There’s much to digest here.
But this morning I feel myself returning to the world again, both figuratively and physically. The hubster and I spent nine days out of the last twelve running away to the wilderness every chance we got and there’s nothing quite like getting out on the water surrounded by snow capped peaks, and paddling for miles and miles and miles to help rebuild a crumbling perspective.
I think everyone develops their own way of finding a path back to that feeling of home at their center when they’ve become lost…prayer, meditation, service, gardening, cleaning house, work, family, friends, community, etc.
For the me the way back has always involved the silence and deep mystery of the natural world. It’s where I instinctively turned as a child for congregation and confessional and where I’ve returned ever since, especially when a wound needs tending.
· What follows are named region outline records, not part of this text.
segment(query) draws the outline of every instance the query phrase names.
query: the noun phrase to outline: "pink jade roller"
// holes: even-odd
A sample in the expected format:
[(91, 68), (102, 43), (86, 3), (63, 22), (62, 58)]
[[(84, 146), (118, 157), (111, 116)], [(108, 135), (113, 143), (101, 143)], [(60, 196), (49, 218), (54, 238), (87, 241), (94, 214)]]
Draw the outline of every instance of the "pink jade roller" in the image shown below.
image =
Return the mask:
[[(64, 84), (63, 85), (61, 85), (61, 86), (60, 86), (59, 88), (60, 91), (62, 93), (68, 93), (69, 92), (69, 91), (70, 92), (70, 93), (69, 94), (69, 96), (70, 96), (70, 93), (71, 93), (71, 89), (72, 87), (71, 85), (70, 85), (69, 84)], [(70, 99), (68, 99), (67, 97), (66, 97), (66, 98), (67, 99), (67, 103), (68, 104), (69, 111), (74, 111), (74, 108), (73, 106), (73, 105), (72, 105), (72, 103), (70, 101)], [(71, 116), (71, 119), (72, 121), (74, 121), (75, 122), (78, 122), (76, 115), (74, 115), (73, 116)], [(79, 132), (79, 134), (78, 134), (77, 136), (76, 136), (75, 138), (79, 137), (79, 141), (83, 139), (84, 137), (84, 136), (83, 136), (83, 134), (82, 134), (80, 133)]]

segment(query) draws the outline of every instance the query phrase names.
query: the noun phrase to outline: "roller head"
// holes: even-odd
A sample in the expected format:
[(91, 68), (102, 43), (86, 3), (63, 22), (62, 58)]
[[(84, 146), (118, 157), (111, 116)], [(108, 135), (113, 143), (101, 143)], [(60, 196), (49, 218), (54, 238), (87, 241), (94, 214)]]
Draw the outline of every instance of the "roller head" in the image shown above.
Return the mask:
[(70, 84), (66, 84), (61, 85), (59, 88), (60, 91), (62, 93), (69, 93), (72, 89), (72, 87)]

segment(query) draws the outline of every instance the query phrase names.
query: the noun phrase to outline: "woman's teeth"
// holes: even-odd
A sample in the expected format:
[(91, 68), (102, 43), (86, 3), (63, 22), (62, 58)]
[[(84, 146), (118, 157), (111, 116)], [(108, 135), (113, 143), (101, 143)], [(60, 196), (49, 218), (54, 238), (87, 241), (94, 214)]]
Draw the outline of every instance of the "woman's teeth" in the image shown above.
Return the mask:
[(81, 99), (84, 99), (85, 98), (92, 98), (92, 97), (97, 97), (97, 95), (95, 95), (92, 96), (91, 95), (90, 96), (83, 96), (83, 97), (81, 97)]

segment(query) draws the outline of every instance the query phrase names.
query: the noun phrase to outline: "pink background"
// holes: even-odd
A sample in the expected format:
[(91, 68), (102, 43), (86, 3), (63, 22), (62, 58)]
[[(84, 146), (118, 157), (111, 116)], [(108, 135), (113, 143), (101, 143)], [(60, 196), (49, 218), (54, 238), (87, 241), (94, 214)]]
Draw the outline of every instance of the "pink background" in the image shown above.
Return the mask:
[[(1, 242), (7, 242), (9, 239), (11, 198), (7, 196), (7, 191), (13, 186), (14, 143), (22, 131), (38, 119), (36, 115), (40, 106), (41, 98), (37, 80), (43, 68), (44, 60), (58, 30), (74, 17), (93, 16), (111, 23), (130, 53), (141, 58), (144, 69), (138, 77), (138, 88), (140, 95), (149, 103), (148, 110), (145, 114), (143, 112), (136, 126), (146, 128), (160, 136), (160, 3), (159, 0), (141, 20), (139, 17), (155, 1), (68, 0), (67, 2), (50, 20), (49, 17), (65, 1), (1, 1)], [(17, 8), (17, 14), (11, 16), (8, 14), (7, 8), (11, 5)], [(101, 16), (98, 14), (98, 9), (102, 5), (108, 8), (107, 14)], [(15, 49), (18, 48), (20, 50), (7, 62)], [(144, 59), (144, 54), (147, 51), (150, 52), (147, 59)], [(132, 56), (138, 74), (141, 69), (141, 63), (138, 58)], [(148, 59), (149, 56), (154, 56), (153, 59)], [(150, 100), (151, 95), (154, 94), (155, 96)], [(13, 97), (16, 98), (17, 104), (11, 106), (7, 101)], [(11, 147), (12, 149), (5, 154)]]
The stars and storms, mountains and forests, wind and waters have a way of taking the torn, raggedy edges from any injury and pulling them gently back together again, giving them a chance to meet and knit and eventually scar over.
The hubster loves the wilderness, too, only for slightly different reasons. He feels the silence, too, and needs it as much as I do, but his nature is more wild than mine, or at least wild in a different way. Where I crave the wonder and mystery of vast and ancient forces, he’s after all the grand adventures that wilderness provides, and over time he’s taught me a little of that particular joy he finds in throwing himself, over and over, against inclement everything…weather, conditions, terrain, the absence of any kind of safety precautions.
Looking back I have to both laugh and shake my head at some of the stupid, stupid, STUPID things we’ve done over the years. The hubster is naturally fearless and impatient of anything that stinks of planning…which I, on the other hand, tend to be a little obsessive about. (My basic nature exacerbated by the depression.) But he was always so irresistibly charming and relentlessly persuasive that I followed him anyway, over and over again, into situations that were way over my head. Often over his head, too, but then he loves that.
But since we were lucky and actually survived it all, I now have a treasure cache inside me of memories when I followed him blindly through the labyrinth of all my clamoring terrors to emerge in breathtaking places of grace that were magical and impossible, as if I’d flown there.
My God. I shudder to think what the darkest years of the depression would have done to me without him there to drag me along behind on his adventures, bumping and pointing out every last, little, innocuous threat along the way. I’m pretty sure I would have ended up as a shut-in. It’s really too bad that the man can’t be bottled.
I owe him much, this beloved husband of mine.
Happy anniversary sweetheart and thanks for our continuing grand adventure together. I do so love you.